Duration: How long the shock cycles last.
Magnitude: Intensity of the earthquake, measured by the Richter scale that ranges from 1 to 10.
The destructive power of an earthquake is determined by the acceleration and duration. Generally, the longer an earthquake lasts, the less acceleration a building can withstand.
The seismic measures mentioned before are used to calculate the forces that affect buildings. The movements caused by earthquakes generate internal forces within buildings, which cause most of the structural damage.
The inertial force is the result of multiplying the weight of a building and the acceleration of an earthquake. The greater the mass of a building, the greater the inertial force. Lightweight constructions have an advantage in seismic design, while heavier buildings will generate greater forces, which increases the possibility of column failure.
Earthquakes generate waves that can be long and slow or short and abrupt. The period of the wave is the length of a full cycle in seconds, the frequency is the number of cycles per second.
All objects, including buildings, have a natural or fundamental frequency at which they vibrate when they experience a sudden force.
If the frequency of a shock wave and the natural frequency of a building coincide, the building will resonate and its vibration will be amplified.

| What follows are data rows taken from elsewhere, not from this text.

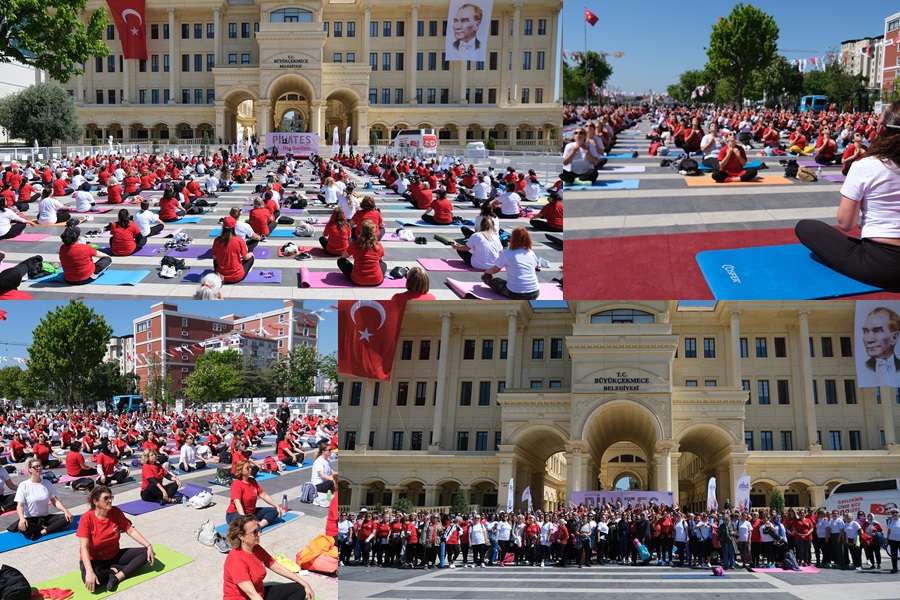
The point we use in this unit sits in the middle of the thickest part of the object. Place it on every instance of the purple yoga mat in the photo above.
(206, 252)
(322, 279)
(254, 276)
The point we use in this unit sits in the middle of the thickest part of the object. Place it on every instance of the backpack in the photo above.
(307, 493)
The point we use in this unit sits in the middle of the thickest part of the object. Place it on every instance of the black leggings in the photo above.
(870, 262)
(126, 561)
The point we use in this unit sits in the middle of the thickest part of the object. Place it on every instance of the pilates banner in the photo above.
(628, 497)
(876, 330)
(468, 28)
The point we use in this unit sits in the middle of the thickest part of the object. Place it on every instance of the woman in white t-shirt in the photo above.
(33, 499)
(871, 199)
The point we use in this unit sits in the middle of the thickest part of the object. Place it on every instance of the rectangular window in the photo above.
(850, 391)
(784, 393)
(830, 391)
(690, 347)
(762, 391)
(484, 393)
(465, 393)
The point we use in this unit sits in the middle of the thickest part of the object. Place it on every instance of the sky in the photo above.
(661, 40)
(23, 317)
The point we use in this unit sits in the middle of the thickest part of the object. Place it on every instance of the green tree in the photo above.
(216, 377)
(744, 42)
(51, 36)
(295, 374)
(591, 67)
(68, 343)
(44, 112)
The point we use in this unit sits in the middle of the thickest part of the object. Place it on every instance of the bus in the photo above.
(813, 104)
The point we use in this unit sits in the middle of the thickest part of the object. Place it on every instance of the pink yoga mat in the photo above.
(325, 279)
(477, 290)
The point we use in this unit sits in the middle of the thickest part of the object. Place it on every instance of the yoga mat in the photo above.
(420, 223)
(610, 184)
(254, 276)
(773, 272)
(109, 277)
(145, 251)
(165, 560)
(28, 237)
(751, 164)
(206, 252)
(14, 541)
(704, 181)
(479, 291)
(326, 279)
(287, 518)
(276, 233)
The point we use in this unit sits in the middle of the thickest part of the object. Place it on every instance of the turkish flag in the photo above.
(367, 337)
(129, 18)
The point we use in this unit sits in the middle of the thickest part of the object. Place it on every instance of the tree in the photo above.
(42, 112)
(295, 374)
(56, 41)
(68, 343)
(216, 377)
(743, 42)
(590, 68)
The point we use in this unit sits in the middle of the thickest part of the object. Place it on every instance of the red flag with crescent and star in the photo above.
(129, 18)
(367, 337)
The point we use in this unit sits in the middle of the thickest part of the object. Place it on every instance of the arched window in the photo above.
(290, 15)
(622, 315)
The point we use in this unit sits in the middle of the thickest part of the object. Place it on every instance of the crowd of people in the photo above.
(587, 535)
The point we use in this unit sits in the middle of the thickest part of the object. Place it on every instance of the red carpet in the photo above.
(658, 267)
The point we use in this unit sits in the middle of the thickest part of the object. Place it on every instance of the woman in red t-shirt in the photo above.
(77, 259)
(231, 259)
(103, 563)
(336, 236)
(246, 564)
(368, 268)
(126, 238)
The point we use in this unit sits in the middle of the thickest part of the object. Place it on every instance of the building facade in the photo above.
(371, 65)
(581, 397)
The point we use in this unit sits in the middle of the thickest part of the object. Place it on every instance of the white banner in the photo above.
(712, 505)
(468, 28)
(877, 329)
(742, 494)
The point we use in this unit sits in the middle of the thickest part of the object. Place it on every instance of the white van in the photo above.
(878, 497)
(417, 143)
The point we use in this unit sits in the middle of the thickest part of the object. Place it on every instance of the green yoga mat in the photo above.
(166, 560)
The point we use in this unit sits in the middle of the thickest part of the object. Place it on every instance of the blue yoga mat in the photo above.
(751, 164)
(287, 518)
(109, 277)
(773, 273)
(609, 184)
(14, 541)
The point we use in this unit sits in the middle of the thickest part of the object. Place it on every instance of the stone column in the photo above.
(512, 320)
(440, 391)
(806, 367)
(174, 60)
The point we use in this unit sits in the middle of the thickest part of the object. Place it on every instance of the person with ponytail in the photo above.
(77, 258)
(125, 234)
(870, 198)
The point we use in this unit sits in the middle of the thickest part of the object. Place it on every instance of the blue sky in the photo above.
(23, 317)
(663, 39)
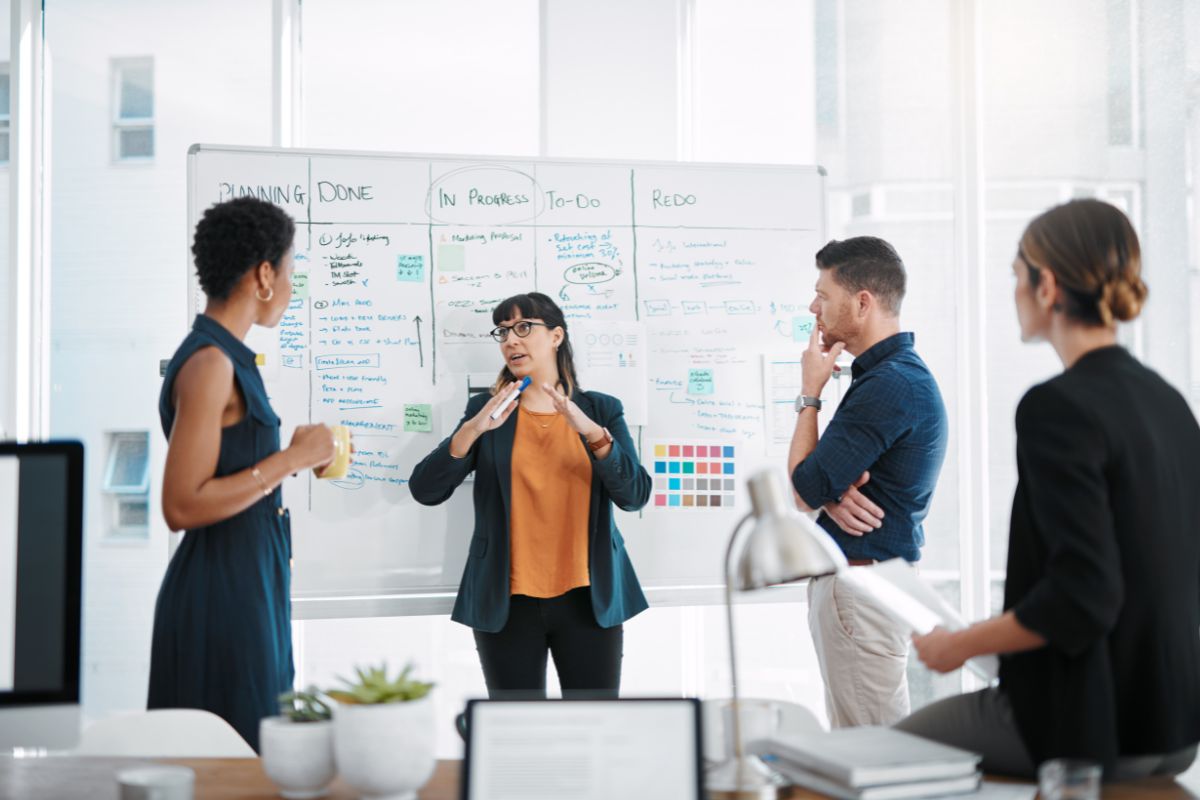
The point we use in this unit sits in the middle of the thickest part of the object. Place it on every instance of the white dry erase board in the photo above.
(679, 282)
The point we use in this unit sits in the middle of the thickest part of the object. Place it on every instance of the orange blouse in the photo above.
(551, 499)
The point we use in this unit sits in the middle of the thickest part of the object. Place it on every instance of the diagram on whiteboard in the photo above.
(675, 280)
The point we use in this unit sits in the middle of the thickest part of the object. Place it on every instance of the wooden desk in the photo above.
(243, 779)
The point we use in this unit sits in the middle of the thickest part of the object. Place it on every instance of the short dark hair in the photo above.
(867, 263)
(234, 236)
(534, 305)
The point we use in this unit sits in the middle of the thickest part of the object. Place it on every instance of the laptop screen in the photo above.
(586, 750)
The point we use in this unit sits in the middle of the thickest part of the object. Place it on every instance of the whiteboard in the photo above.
(679, 282)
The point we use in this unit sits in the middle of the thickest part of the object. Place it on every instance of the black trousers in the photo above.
(586, 655)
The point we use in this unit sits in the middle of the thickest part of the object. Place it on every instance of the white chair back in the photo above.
(165, 733)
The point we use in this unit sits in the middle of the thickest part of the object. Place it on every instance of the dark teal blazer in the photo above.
(619, 480)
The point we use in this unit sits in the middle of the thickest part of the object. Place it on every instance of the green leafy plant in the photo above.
(373, 687)
(304, 707)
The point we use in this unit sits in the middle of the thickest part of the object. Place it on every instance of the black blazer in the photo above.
(619, 479)
(1104, 563)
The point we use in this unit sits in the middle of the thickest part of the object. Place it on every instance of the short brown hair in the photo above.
(867, 263)
(1093, 252)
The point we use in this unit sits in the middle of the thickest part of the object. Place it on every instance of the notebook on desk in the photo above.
(588, 750)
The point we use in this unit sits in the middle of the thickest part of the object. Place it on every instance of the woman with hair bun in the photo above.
(1099, 641)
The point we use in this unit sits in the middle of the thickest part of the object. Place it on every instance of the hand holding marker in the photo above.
(508, 401)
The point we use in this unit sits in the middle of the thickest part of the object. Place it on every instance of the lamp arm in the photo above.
(735, 540)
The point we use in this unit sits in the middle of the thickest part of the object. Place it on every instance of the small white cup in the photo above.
(1069, 779)
(156, 783)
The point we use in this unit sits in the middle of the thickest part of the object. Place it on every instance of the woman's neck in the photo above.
(237, 318)
(535, 397)
(1072, 342)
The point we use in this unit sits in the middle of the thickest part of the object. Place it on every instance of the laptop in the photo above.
(635, 749)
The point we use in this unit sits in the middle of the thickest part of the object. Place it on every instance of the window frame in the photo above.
(119, 66)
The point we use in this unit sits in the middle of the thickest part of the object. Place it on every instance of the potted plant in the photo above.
(383, 733)
(298, 745)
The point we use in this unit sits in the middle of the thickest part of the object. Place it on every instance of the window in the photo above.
(5, 113)
(133, 109)
(127, 486)
(826, 46)
(129, 463)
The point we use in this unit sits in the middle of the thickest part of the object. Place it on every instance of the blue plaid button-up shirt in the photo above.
(891, 422)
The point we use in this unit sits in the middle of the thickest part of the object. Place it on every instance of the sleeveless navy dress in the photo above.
(222, 623)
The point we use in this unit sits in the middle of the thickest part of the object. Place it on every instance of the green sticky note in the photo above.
(411, 268)
(299, 286)
(802, 326)
(418, 417)
(700, 382)
(451, 258)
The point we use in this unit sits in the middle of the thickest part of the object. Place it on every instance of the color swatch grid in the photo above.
(694, 475)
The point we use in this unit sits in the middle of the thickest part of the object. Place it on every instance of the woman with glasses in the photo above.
(547, 570)
(1099, 639)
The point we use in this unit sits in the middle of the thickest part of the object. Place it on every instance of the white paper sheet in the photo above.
(912, 602)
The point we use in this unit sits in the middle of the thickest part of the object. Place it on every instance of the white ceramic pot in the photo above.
(298, 756)
(387, 750)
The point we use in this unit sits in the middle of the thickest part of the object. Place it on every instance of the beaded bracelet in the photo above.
(258, 476)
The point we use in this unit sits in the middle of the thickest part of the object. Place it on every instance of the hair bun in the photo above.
(1122, 299)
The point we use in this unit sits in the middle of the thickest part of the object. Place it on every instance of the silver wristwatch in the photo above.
(805, 401)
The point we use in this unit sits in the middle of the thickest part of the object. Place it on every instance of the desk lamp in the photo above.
(781, 546)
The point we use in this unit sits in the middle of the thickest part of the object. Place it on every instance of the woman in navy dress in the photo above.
(222, 627)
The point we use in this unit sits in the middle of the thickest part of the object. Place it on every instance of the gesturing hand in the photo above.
(816, 365)
(567, 407)
(855, 513)
(483, 422)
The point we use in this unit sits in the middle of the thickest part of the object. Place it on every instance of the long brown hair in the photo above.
(1093, 252)
(535, 305)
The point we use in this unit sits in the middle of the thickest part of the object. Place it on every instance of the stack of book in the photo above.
(871, 764)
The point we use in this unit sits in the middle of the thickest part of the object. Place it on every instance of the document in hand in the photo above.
(911, 602)
(871, 756)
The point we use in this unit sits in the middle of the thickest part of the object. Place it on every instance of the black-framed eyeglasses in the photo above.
(521, 328)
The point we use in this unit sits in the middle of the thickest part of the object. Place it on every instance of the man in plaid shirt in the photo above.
(871, 474)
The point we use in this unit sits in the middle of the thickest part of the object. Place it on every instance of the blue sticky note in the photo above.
(802, 326)
(411, 268)
(700, 382)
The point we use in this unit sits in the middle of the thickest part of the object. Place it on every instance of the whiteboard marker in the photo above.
(508, 401)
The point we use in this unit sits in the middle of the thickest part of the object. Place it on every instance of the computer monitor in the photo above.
(41, 548)
(634, 749)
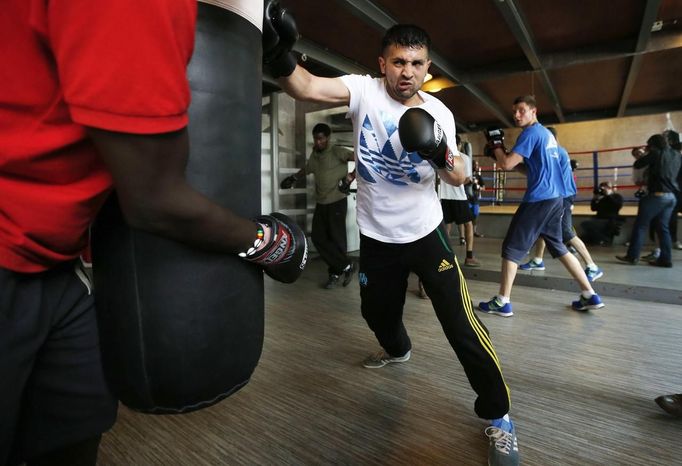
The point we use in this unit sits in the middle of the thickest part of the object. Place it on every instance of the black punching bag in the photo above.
(181, 329)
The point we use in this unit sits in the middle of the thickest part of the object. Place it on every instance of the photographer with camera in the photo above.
(662, 165)
(607, 204)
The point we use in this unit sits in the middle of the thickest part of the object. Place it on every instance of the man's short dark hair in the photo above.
(322, 128)
(673, 138)
(526, 99)
(405, 35)
(657, 141)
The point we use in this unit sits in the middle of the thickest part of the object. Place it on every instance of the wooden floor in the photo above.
(582, 387)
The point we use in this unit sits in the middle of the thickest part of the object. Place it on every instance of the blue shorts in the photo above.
(532, 220)
(567, 230)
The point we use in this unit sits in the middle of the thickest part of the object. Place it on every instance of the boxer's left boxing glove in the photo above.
(285, 254)
(279, 36)
(420, 132)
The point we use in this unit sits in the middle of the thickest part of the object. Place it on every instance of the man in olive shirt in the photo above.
(329, 164)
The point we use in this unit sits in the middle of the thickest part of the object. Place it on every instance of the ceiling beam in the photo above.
(518, 25)
(615, 50)
(377, 17)
(310, 49)
(650, 13)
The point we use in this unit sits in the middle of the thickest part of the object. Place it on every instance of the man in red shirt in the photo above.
(94, 94)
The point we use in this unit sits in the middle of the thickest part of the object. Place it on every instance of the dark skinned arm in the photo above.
(149, 178)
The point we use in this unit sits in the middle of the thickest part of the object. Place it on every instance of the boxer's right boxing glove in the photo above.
(285, 254)
(288, 182)
(420, 132)
(279, 36)
(494, 136)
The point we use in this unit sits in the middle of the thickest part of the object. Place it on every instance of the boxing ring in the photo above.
(507, 187)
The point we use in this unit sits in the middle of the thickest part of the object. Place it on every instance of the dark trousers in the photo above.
(384, 271)
(329, 235)
(673, 218)
(53, 397)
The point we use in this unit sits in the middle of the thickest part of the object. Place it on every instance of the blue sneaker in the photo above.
(503, 449)
(494, 306)
(532, 265)
(594, 275)
(584, 304)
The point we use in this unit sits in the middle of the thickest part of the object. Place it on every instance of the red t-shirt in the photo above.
(118, 65)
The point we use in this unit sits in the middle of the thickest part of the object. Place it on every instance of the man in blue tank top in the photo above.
(536, 154)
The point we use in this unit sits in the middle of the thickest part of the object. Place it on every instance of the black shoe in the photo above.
(660, 263)
(671, 404)
(332, 282)
(348, 274)
(628, 260)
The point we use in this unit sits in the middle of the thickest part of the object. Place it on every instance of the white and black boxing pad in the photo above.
(181, 329)
(284, 257)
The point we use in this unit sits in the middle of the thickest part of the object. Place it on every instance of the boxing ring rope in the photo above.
(508, 187)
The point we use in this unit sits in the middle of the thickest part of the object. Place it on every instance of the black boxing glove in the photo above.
(288, 182)
(489, 152)
(279, 36)
(420, 132)
(344, 185)
(286, 252)
(494, 136)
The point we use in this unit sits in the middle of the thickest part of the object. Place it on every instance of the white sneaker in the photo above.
(380, 359)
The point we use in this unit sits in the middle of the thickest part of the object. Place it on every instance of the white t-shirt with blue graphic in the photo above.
(396, 200)
(540, 151)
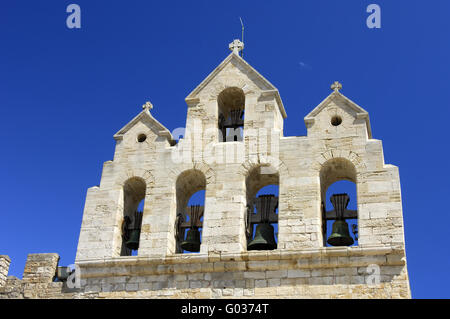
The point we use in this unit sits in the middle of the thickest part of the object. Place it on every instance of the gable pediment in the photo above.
(249, 81)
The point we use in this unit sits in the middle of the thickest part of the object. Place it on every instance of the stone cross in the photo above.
(336, 86)
(147, 106)
(236, 46)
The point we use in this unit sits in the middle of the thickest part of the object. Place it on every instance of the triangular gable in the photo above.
(360, 112)
(269, 87)
(145, 117)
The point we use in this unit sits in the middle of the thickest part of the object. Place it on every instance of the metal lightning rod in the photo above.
(242, 24)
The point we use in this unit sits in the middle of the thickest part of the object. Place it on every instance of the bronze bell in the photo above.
(133, 242)
(264, 238)
(192, 241)
(340, 236)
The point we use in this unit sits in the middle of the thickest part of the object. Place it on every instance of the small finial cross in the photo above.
(147, 106)
(336, 86)
(236, 46)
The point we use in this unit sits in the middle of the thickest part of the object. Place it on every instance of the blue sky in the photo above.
(65, 92)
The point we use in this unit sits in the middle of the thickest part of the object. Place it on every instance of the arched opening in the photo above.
(133, 207)
(339, 203)
(262, 185)
(190, 192)
(231, 103)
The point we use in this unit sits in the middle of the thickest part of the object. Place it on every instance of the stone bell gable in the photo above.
(140, 237)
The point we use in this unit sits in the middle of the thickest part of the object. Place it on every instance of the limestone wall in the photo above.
(312, 273)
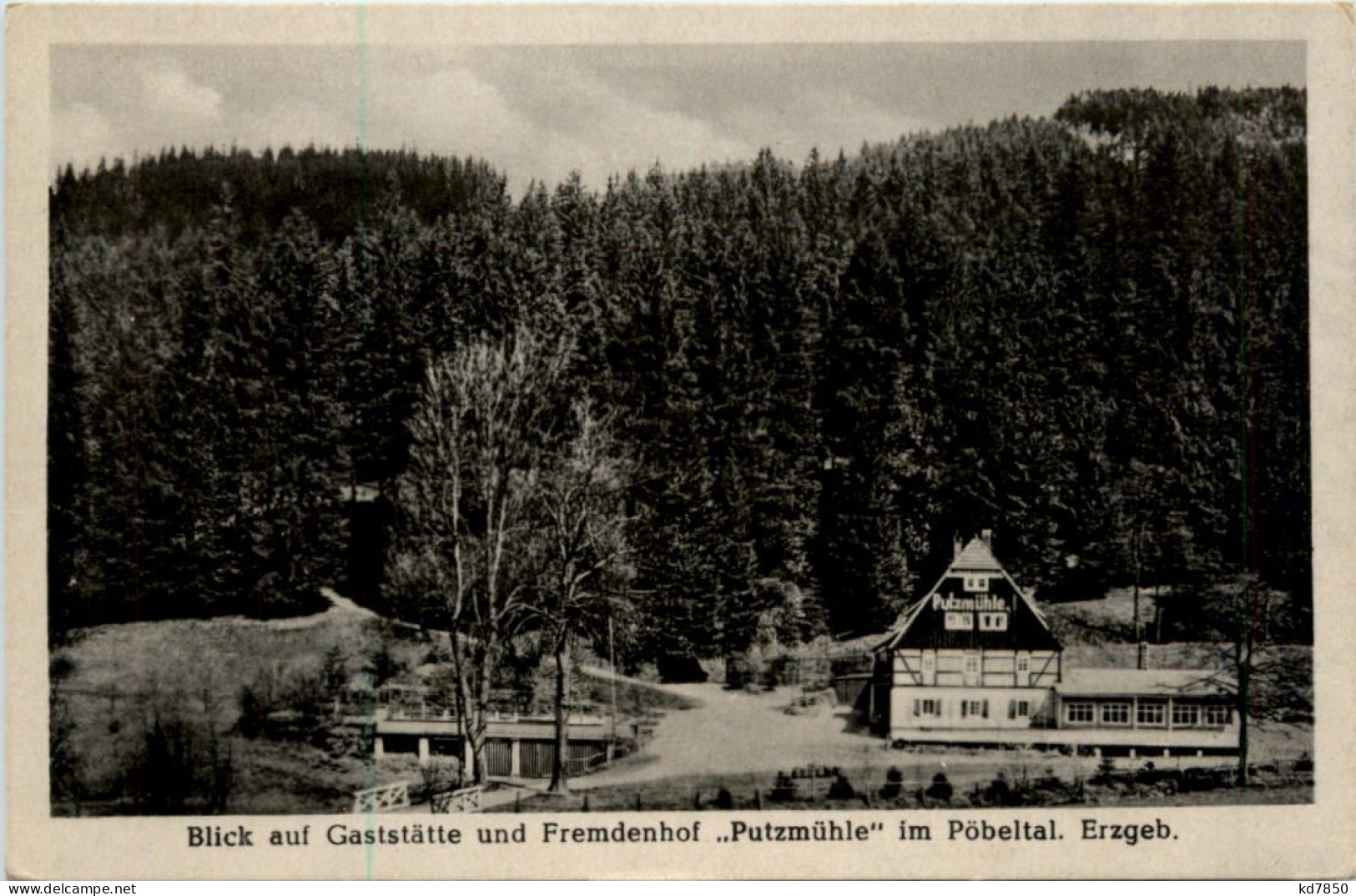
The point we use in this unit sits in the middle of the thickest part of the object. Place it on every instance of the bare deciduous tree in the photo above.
(477, 440)
(581, 555)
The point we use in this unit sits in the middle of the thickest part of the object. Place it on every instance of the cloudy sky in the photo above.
(540, 113)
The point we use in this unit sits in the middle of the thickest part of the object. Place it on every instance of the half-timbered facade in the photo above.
(974, 661)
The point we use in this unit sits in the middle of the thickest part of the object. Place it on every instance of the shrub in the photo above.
(894, 785)
(940, 788)
(784, 789)
(723, 800)
(841, 789)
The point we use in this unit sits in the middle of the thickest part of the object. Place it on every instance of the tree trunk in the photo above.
(559, 773)
(1243, 662)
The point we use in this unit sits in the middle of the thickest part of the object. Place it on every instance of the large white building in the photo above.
(975, 662)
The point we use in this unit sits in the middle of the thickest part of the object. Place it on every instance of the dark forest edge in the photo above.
(1088, 332)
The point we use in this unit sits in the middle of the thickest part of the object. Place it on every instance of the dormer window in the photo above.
(993, 621)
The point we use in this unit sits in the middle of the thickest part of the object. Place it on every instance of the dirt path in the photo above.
(733, 732)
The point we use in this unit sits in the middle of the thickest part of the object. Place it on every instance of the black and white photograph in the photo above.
(440, 430)
(586, 415)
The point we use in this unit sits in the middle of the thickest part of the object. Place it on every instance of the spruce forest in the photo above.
(1086, 332)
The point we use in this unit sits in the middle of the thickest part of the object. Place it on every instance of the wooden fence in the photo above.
(462, 800)
(394, 796)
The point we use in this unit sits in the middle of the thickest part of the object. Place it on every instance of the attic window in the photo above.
(960, 621)
(993, 621)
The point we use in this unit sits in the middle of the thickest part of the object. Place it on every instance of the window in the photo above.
(1150, 715)
(960, 621)
(1187, 715)
(1218, 715)
(976, 707)
(926, 707)
(993, 621)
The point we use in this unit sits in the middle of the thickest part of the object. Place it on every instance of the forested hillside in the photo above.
(1088, 332)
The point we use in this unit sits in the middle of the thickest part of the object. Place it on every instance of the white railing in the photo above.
(462, 800)
(394, 796)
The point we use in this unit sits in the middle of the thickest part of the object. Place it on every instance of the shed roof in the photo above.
(1145, 682)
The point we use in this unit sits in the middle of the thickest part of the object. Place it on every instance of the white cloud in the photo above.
(169, 91)
(538, 123)
(79, 132)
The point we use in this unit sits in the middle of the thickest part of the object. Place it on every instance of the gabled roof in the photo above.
(978, 557)
(1145, 682)
(975, 557)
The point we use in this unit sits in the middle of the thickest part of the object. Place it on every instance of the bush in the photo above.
(940, 788)
(723, 800)
(679, 668)
(894, 785)
(841, 789)
(785, 789)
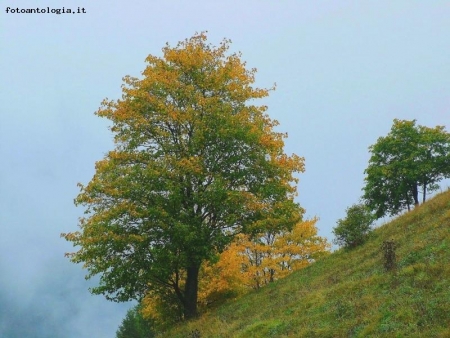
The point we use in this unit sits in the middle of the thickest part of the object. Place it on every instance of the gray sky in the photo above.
(344, 70)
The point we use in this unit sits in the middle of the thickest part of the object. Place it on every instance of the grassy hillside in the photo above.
(348, 294)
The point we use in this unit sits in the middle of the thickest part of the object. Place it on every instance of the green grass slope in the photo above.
(348, 293)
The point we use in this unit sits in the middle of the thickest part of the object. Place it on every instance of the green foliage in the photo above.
(354, 228)
(195, 164)
(348, 293)
(409, 159)
(389, 257)
(135, 326)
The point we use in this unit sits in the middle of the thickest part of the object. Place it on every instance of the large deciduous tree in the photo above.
(195, 163)
(410, 160)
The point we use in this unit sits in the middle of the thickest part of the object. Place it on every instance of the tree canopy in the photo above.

The natural frequency of a building is a primary consideration for seismic design, but there are other aspects that mitigate the impact of an earthquake to a lesser degree.
Height is one of the main factors that determines the natural frequency of a building. The oscillation period is proportional to the height of a building, meaning that taller buildings will have a lower natural frequency. Tall buildings undergo several modes of vibration, but the fundamental period or first mode is usually the most significant for seismic purposes. Note that other modes of vibration may be used for analysis with very tall buildings.
Soil is another important factor to consider during seismic design. Typically, soil has a period ranging from 0.4 to 1.5 seconds, and soft soils have shorter periods. Soft soils tend to increase shaking by 2 to 6 times compared with rock. It is important to consider that the period of the soil can coincide with the fundamental period of the building, which will amplify the acceleration of the building.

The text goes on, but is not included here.